The match was fantastic. Portia’s heel character is consistently seamless: she goads on the audience, puts down the US in favor of Canada and generally gets everyone riled up against her. While it was my first time seeing Mistress Belmont, her dominatrix goth gimmick is compelling. For all I know, it isn’t even a gimmick. They’re great in the ring, they’re airtight with their characters and there’s no doubt that they put in as many hours as any other wrestler for their training.
Unfortunately, wrestling isn’t an even playing field for men and women. Despite the fact that women have to do just as much work, it’s like going out for a Shakespearean play. There’s simply more roles for men. Unlike Shakespeare, the roles available to women in wrestling too often don’t offer female wrestlers a chance to shine.
Take a look at professional wrestling. Any WWE show leaves me with the impression that the one women’s match you see is only there so that male viewers don’t feel imasculated by watching ten matches with male wrestlers.
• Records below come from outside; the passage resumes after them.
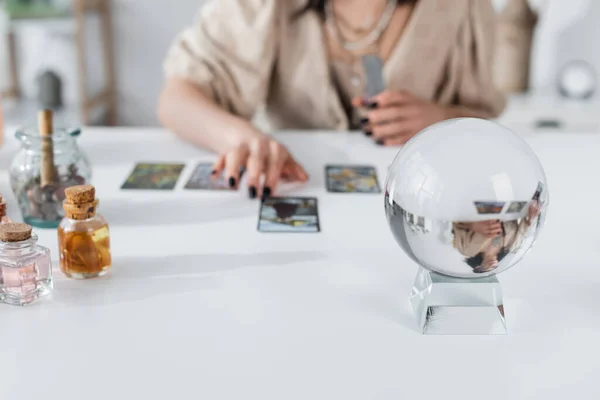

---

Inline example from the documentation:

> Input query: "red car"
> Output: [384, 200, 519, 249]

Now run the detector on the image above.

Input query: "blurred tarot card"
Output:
[532, 181, 544, 201]
[258, 197, 320, 233]
[121, 163, 185, 190]
[474, 201, 505, 214]
[326, 165, 381, 193]
[362, 55, 386, 98]
[184, 163, 245, 190]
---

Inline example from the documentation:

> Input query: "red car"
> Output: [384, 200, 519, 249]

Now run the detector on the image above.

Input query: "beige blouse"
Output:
[452, 219, 532, 258]
[163, 0, 506, 131]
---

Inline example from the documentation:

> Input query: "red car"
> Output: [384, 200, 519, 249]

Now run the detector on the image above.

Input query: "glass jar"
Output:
[58, 214, 111, 279]
[0, 223, 53, 306]
[58, 185, 111, 279]
[9, 127, 92, 228]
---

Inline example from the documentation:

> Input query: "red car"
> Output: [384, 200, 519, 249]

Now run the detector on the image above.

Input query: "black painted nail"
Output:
[211, 169, 217, 175]
[376, 139, 384, 146]
[262, 186, 271, 201]
[368, 102, 378, 109]
[249, 186, 257, 199]
[360, 117, 369, 125]
[364, 131, 372, 137]
[228, 177, 236, 188]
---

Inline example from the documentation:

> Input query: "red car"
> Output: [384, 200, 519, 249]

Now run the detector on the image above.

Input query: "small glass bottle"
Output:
[58, 185, 111, 279]
[9, 110, 92, 229]
[0, 223, 53, 306]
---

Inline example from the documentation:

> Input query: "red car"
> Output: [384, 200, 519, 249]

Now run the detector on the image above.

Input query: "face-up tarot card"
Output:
[184, 163, 245, 190]
[258, 197, 320, 233]
[473, 201, 505, 214]
[326, 165, 381, 193]
[532, 181, 544, 201]
[121, 163, 185, 190]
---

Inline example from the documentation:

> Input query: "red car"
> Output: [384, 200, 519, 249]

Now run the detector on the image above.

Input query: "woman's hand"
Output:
[353, 91, 450, 146]
[527, 200, 541, 220]
[470, 220, 503, 238]
[482, 257, 499, 270]
[212, 135, 309, 200]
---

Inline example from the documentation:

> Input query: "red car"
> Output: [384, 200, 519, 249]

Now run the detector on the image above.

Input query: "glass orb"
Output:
[384, 118, 549, 278]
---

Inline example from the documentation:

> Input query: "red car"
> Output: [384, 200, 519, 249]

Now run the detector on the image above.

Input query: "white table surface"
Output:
[0, 127, 598, 400]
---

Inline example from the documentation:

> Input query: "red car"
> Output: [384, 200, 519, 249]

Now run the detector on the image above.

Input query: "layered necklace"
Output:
[325, 0, 397, 89]
[325, 0, 398, 53]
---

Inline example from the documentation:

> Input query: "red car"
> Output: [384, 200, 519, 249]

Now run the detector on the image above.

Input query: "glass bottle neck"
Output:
[0, 235, 39, 256]
[21, 138, 78, 152]
[68, 215, 98, 222]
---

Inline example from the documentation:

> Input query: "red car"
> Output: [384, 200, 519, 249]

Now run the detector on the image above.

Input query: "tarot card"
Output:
[184, 163, 245, 190]
[362, 55, 386, 98]
[474, 201, 505, 214]
[258, 197, 320, 233]
[532, 181, 544, 201]
[121, 163, 185, 190]
[507, 201, 528, 213]
[326, 165, 381, 193]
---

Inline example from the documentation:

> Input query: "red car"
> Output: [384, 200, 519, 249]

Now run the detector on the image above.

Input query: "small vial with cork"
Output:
[0, 223, 53, 306]
[58, 185, 111, 279]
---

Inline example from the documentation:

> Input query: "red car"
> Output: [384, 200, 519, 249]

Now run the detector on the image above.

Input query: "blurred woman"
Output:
[158, 0, 506, 199]
[453, 201, 541, 274]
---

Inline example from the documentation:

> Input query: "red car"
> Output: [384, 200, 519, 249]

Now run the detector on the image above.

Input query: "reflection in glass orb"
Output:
[384, 118, 548, 278]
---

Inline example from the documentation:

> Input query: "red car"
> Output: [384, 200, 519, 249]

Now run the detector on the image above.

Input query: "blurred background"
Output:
[0, 0, 598, 132]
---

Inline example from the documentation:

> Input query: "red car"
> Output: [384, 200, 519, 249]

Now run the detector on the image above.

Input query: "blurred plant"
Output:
[4, 0, 67, 19]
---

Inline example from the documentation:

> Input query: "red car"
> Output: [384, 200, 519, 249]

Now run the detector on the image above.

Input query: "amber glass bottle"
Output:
[58, 185, 111, 279]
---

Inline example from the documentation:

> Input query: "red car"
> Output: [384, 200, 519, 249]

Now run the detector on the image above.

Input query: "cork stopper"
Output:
[65, 185, 95, 204]
[0, 223, 33, 242]
[63, 185, 98, 220]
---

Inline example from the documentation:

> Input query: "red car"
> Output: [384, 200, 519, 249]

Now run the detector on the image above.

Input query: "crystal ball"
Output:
[384, 118, 548, 278]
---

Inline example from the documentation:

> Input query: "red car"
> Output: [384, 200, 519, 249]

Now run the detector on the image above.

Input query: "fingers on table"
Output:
[225, 148, 247, 189]
[211, 155, 226, 178]
[246, 139, 269, 199]
[263, 141, 287, 199]
[281, 160, 309, 182]
[214, 140, 308, 199]
[294, 161, 309, 182]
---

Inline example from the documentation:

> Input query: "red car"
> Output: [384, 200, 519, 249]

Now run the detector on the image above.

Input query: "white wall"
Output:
[111, 0, 204, 125]
[492, 0, 595, 91]
[3, 0, 600, 126]
[0, 12, 9, 92]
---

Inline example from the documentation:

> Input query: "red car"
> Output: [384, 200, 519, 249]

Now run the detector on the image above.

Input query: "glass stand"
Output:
[410, 268, 507, 335]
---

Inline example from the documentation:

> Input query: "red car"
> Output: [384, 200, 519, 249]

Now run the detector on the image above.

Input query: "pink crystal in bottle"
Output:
[0, 223, 53, 306]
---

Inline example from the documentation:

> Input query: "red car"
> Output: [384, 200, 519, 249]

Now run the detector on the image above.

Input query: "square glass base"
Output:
[410, 268, 507, 335]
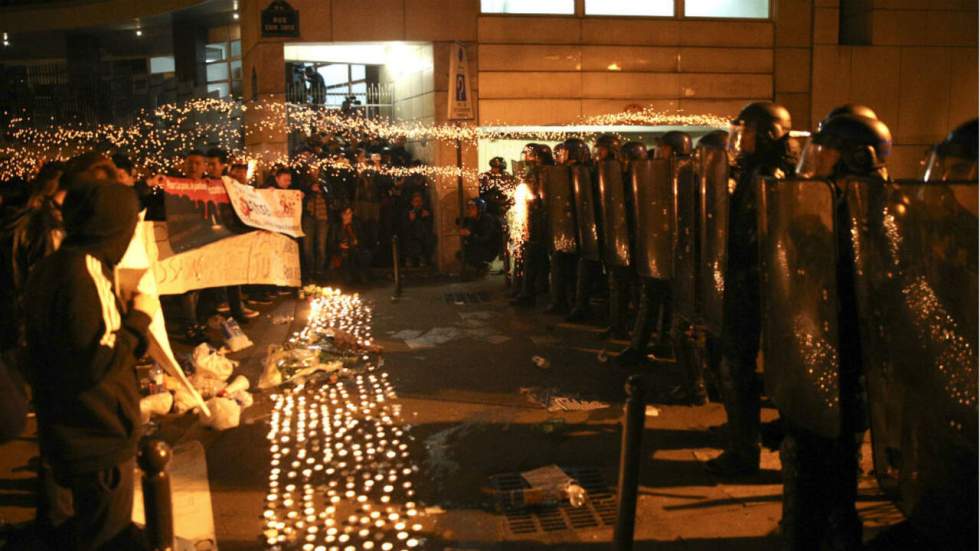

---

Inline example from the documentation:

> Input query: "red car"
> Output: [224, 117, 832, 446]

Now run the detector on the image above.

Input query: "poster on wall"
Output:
[447, 43, 474, 121]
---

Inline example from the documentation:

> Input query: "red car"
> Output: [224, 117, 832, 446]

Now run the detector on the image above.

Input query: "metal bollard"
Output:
[139, 439, 175, 551]
[391, 235, 402, 297]
[613, 375, 646, 551]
It really is a joke. They feature Barbies. Primarily, these women are there because they look good. Sure, some of them do have wrestling talent, but it’s certainly never highlighted. Hell, the division is called the Divas. Nothing about that suggests power or strength.
For a brief moment, the Knockout division in TNA had something to offer. The women had variety and their matches were fantastic. Roxxi, ODB and Awesome Kong weren’t perfect for magazine covers, but their matches were amazing. They were an equal draw to the X Division and Heavyweight. Even Angelina Love and Velvet Sky’s Beautiful People gimmick was easy to take ironically. They were mocking what you get to see in the Divas. Unfortunately, these women were underpaid and due to changes in the company, they’re as understated as they are in WWE.
Shimmer is an all women’s promotion that I honestly don’t know much about, but from what Kevin Hellions tells me it’s a place where female wrestlers are truly appreciated and talent and ability with a mic are acknowedged more than conventional beauty. How many wrestling fans have heard of it? And no, you’ll probably never see it played on a channel like SyFy.
When I get to see an Indy show like I did on Friday, the women’s match is usually my favorite part because of all of the above. These women consistently work hard and consistently deliver. I’ve yet to be disappointed in them. They deserve as much support and hell heckling as every other match. So when I hear fans chanting ballerina at them, it really pisses me off. I have no doubt that those two women put in as much time and effort as anyone in the promotion.
What’s even worse is when the same people in the audience start chanting hepatitis and HIV. It’s offensive on many levels. All women wrestlers are whores, or just all women? Based on what? Because fans expect them to dress skimpy? And frankly, Portia was wearing more clothes than half of the men! That’s wrestling. Show me Randy Orton in pants. It doesn’t happen.
Should you boo Portia, a heel? Yes, the same way you boo for any heel. That’s part of the dichotomy of heel versus face that all great matches thrive on. Implications about STDs are ridulous. I’d rather pay twenty dollars and cover the cost of that guys ticket than have to hear him. It’s overt sexism.
Portia, Mistress Belmont: Thank you for a great match and I apologize on behalf of Rome. I hope that this type of thing never discourages you. Your work is great and I’ll keep coming out to see you.